The update had already proved troublesome earlier in the weekend, as Tesla delayed its initial release Saturday morning because of what Musk wrote was “regression in some left turns at traffic lights” found by internal quality inspectors. But he said Sunday that the company has proceeded with the rollout, noting that it leans on the public to gather more data on driving conditions and parameters.
It was the latest twist in a saga that has disrupted typical car industry practices and drawn the attention of safety advocates and regulators, who fear the consequences of Tesla foisting the largely untested software on the public. Full Self-Driving is an expanded iteration of the software that Tesla calls Autopilot, which can navigate highways, summon and park cars, and conduct other maneuvers with an attentive driver behind the wheel. Full Self-Driving brings those capabilities to city streets, allowing the software to navigate Tesla cars through local roads and residential areas. Users must pay attention at all times, and the software — despite its name — is not considered autonomous by industry or regulatory definitions.
Tesla, which had initially provided the Full Self-Driving beta to a group of about 2,000 users, has since expanded the program using a “safety score” beta that rates owners’ driving on a zero-to-100 scale. The first rollout to around 1,000 new users included those who scored 100 in the safety assessment, which rates driver on factors such as aggressive turning and hard braking.
This weekend’s rollout included those who had scored a 99.
Tesla did not immediately respond to a request for comment. The National Highway Traffic Safety Administration acknowledged a request for comment but did not immediately provide a response.
NHTSA, the country’s top auto-safety regulator, has pressed for more information on the software and says it relies on the public to provide insight into how it works.
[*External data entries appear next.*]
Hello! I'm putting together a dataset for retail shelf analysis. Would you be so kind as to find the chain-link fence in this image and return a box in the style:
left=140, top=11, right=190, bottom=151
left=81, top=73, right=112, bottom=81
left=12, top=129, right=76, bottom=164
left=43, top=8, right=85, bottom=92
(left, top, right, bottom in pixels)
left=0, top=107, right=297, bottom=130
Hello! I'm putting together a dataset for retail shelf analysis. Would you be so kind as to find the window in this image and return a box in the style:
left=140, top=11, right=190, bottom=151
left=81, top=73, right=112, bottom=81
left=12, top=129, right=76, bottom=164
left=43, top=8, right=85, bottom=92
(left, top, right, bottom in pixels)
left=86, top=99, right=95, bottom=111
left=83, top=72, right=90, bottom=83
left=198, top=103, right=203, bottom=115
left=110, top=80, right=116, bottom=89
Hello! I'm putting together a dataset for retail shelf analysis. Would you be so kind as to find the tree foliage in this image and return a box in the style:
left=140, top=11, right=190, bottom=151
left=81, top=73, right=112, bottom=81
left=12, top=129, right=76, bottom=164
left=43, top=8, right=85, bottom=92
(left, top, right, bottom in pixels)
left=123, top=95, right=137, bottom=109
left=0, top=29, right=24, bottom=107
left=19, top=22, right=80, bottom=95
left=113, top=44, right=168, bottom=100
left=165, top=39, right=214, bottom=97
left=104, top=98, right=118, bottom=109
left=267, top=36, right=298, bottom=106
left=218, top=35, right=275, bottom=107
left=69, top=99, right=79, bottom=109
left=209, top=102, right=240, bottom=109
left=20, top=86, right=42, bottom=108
Its chief counsel sent a letter to Tesla earlier this month decrying its use of nondisclosure agreements, for example, to prevent Full Self-Driving users from sharing information on the beta.
“Despite Tesla’s characterization of FSD as 'beta’ it is capable of and is being used on public roads,” Ann Carlson, the NHTSA official, wrote. “Given that NHTSA relies on reports from consumers as an important source of information in evaluating potential safety defects, any agreement that may prevent or dissuade participants in the early access beta release program from reporting safety concerns to NHTSA is unacceptable.”
Musk has indicated users will not be bound by nondisclosure agreements going forward.